Last month's provincial elections, which were held without major violence, encouraged many Iraqis that the country was on the path to stability -- which would allow the U.S. to withdraw its 144,000-strong military force.

President Barack Obama, who promised in the campaign to remove all combat troops within 16 months, is studying plans to shift military resources from Iraq to Afghanistan, where a resurgent Taliban and al Qaeda have threatened the U.S.-backed government.

But U.S. commanders have repeatedly warned that security in Iraq remains fragile because al Qaeda and other threat groups have not been completely defeated. Iraq's major religious and ethnic groups have not reached power-sharing agreements to ensure a lasting peace.

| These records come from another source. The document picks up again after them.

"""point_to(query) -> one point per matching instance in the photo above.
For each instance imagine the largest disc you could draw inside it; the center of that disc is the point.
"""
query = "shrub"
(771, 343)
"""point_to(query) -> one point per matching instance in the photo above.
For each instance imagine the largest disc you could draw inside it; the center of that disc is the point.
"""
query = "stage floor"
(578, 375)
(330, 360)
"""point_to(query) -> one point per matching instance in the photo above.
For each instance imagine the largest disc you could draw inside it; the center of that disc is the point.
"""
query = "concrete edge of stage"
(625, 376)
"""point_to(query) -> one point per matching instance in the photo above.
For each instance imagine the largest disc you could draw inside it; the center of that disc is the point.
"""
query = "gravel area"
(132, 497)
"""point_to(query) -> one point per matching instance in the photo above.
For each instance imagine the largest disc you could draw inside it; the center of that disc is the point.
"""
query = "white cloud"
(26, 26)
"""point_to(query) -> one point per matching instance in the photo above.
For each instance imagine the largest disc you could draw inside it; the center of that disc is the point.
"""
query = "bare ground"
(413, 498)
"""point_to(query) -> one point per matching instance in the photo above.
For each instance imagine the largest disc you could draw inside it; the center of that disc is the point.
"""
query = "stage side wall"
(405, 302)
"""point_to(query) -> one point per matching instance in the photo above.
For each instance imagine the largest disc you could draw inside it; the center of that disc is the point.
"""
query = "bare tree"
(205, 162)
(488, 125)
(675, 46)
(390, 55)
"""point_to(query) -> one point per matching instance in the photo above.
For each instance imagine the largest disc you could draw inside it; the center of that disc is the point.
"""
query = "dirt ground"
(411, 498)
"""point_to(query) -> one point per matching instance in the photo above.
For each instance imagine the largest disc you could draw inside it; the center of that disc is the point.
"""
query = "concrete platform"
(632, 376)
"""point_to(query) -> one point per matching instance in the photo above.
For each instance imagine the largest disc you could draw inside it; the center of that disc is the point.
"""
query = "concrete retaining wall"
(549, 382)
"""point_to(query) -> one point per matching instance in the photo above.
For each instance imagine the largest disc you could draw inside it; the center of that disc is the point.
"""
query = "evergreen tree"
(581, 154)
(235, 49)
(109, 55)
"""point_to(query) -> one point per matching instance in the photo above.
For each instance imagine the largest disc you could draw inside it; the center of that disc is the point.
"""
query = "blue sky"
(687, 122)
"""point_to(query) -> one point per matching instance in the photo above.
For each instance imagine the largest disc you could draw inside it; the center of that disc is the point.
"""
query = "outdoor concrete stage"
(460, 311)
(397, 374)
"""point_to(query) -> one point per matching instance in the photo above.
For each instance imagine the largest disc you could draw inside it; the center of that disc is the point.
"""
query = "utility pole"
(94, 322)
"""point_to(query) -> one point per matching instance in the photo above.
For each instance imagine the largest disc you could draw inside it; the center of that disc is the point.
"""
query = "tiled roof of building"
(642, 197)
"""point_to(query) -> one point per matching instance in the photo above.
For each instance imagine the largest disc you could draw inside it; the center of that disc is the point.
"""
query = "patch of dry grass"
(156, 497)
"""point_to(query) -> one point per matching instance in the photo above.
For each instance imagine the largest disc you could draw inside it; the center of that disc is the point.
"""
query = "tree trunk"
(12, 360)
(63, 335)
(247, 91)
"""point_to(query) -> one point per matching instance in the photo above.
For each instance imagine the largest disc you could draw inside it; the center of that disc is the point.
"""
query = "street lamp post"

Even though violence has fallen off, the number of female suicide bombers in Iraq has been growing. Last year, they attempted or successfully carried out 32 attacks, compared with eight in 2007, according to U.S. military figures.

Iraqi authorities lack enough policewomen to search most women at sensitive sites. Women's loose-fitting garments make it easier to conceal explosives.

Last month, police arrested a middle-aged woman, Samira Ahmed Jassim, for allegedly recruiting female suicide bombers. She told The Associated Press in a prison interview of a plot in which young women were raped and then persuaded to carry out suicide attacks to reclaim their honor.

Pilgrims will be celebrating Monday's end of 40 days of mourning that follow Ashoura, the anniversary of the seventh-century death of the Prophet Muhammad's grandson Hussein.

He was killed in a battle near Karbala for the leadership of the nascent Muslim nation following Muhammad's death in 632. His death led to the split between Sunni and Shiite Muslims.